The EXPOSE instruction in a Dockerfile informs Docker that the container will listen on specified network ports at runtime, serving as documentation without actually publishing the ports.
The EXPOSE instruction declares the ports on which the container will listen for network connections. It serves primarily as documentation for developers and as metadata for the image, indicating which ports the application inside expects to use. However, it's important to understand that EXPOSE does not actually publish the ports or make them accessible from outside the container—it simply records the information for future reference.
When you specify EXPOSE in your Dockerfile, the information becomes part of the image metadata. You can view this information with docker inspect or docker image history, and other tools can use it to understand what ports the application expects. For example, when running a container with the -P flag (uppercase P), Docker will automatically publish all exposed ports to random high-numbered ports on the host, which can be useful for testing.
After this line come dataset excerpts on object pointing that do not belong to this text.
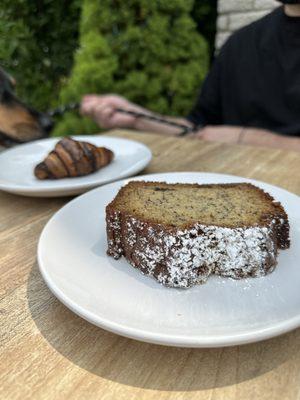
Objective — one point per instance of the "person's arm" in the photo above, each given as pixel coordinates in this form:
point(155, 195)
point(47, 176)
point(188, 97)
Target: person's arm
point(248, 136)
point(103, 109)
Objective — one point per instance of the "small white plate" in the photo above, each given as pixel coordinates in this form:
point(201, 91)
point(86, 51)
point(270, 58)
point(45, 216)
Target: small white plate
point(115, 296)
point(17, 165)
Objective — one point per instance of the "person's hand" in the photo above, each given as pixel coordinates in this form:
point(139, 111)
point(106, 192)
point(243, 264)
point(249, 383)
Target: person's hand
point(225, 134)
point(102, 109)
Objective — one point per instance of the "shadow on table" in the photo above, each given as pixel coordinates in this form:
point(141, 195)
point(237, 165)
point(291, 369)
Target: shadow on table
point(144, 365)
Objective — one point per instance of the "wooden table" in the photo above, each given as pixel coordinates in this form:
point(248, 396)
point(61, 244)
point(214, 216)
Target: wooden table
point(47, 352)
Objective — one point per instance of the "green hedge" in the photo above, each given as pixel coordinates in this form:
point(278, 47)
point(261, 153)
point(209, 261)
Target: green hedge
point(37, 41)
point(148, 51)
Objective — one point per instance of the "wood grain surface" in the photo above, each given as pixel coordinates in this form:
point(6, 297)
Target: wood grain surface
point(47, 352)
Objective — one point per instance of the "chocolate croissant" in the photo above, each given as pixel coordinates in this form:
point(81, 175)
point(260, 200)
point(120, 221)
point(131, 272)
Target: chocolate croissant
point(72, 158)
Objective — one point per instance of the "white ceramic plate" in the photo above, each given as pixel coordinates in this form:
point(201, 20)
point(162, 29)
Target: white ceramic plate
point(115, 296)
point(17, 165)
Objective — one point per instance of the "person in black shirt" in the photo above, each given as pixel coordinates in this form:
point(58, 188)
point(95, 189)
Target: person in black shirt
point(250, 96)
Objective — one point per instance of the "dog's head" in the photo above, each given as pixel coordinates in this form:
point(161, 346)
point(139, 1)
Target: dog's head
point(19, 123)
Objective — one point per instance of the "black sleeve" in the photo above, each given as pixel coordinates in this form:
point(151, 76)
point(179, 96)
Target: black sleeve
point(207, 109)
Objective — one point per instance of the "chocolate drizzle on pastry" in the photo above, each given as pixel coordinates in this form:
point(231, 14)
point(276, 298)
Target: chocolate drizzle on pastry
point(72, 158)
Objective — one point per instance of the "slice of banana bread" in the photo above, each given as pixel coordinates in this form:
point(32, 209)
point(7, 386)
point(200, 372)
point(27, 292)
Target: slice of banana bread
point(182, 233)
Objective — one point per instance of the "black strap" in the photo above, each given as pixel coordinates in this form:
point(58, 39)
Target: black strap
point(184, 128)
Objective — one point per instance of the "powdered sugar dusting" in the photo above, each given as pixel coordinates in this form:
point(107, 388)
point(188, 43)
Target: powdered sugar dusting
point(183, 258)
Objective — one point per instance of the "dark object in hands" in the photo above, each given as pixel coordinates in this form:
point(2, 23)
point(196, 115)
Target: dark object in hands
point(72, 158)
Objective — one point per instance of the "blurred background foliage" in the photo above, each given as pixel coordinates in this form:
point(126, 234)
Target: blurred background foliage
point(153, 52)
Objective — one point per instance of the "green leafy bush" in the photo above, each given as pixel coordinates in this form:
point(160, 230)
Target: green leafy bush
point(37, 41)
point(148, 51)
EXPOSE does not actually make ports accessible from the host—it's purely informational .
To make ports accessible, you must publish them at runtime using -p (lowercase) or -P (uppercase) with docker run .
The -p flag overrides EXPOSE, allowing you to publish any port regardless of what's declared .
EXPOSE accepts TCP (default) or UDP protocol specifications .
Multiple EXPOSE instructions can be used, or you can list multiple ports in one instruction .
The combination of EXPOSE and the -P flag is particularly useful: docker run -P my-image will automatically map all exposed ports to random ports on the host, which you can discover with docker port. This is convenient for development and testing when you don't care which host ports are used. For production, you'll typically use explicit -p mappings to control exactly which host ports are used.